Engineers carrying and assigning stock to jobs also ensures more first-time fixes, especially when stock can be profiled correctly. The ability for engineers to do trade-counter purchasing removes the need for an engineer to leave the job and wait for parts to be ordered from the office. A connected mobile workflow means he can raise a purchase order himself at the site of an approved supplier, and if engineers can be notified in advance about the ‘asset’ they are being called out to service, they can ensure they have any specialised tools and parts prior to arriving at the job; the possibilities are almost endless.

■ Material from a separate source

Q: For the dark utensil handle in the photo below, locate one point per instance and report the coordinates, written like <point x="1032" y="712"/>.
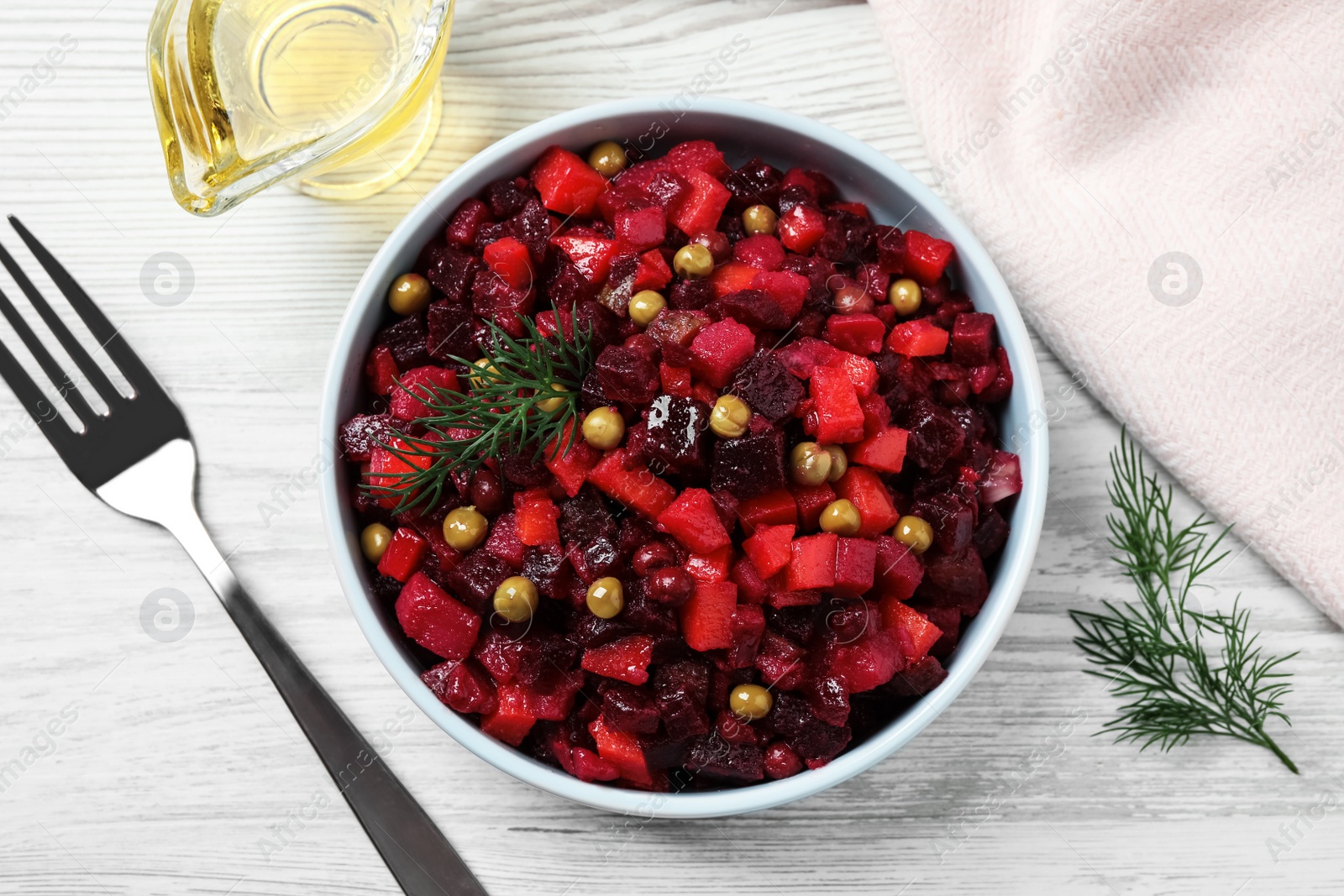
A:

At the heart of any digital transformation project is joined-up data, and although this is clearly a critical factor in improving operational productivity, organisations don’t necessarily need to do wholesale replacements of existing systems with a single proprietary unified system and common data strategy. What makes now such an exciting time for future-facing housing providers is that they can continue to use the existing systems they trust while introducing new ways to join up existing applications without friction and without spending large sums with major ERP vendors or compromising business-as-usual.
I believe this shift away from wholesale integration offers housing providers the best of both worlds, enabling them to be more nimble with their roll-outs of improved services, more frugal with their budgets, and to offer their IT and business teams the chance to deploy services that match the way they work best. This modular approach allows them to reap the operational benefits of a connected system that is tailored to their exact needs and the nuances of the social housing sector, while maintaining the agility and cash-flow to respond to new challenges, pressures, and requirements.
The connected housing provider
The more we explore the value that connections can contribute to specific functions, and the wider we cast the net within housing providers themselves, the clearer it is that the connected approach can enhance every part of a housing provider’s operations, from supplier management and property maintenance through to the way data is presented to senior stakeholders. And as IoT and smart housing become increasingly viable routes to improved property maintenance and tenant services in the future, I’ve never been more confident that these connections are the next logical step in digital transformation.
This process of joining up all the different practices and delivering digital services to tenants is what Causeway calls the ‘connected housing association’, and although the pressure to reduce costs around property maintenance might be the initial trigger, this is an approach that looks to promise something much greater.
Andrew Moore is a property maintenance expert at Causeway Technologies.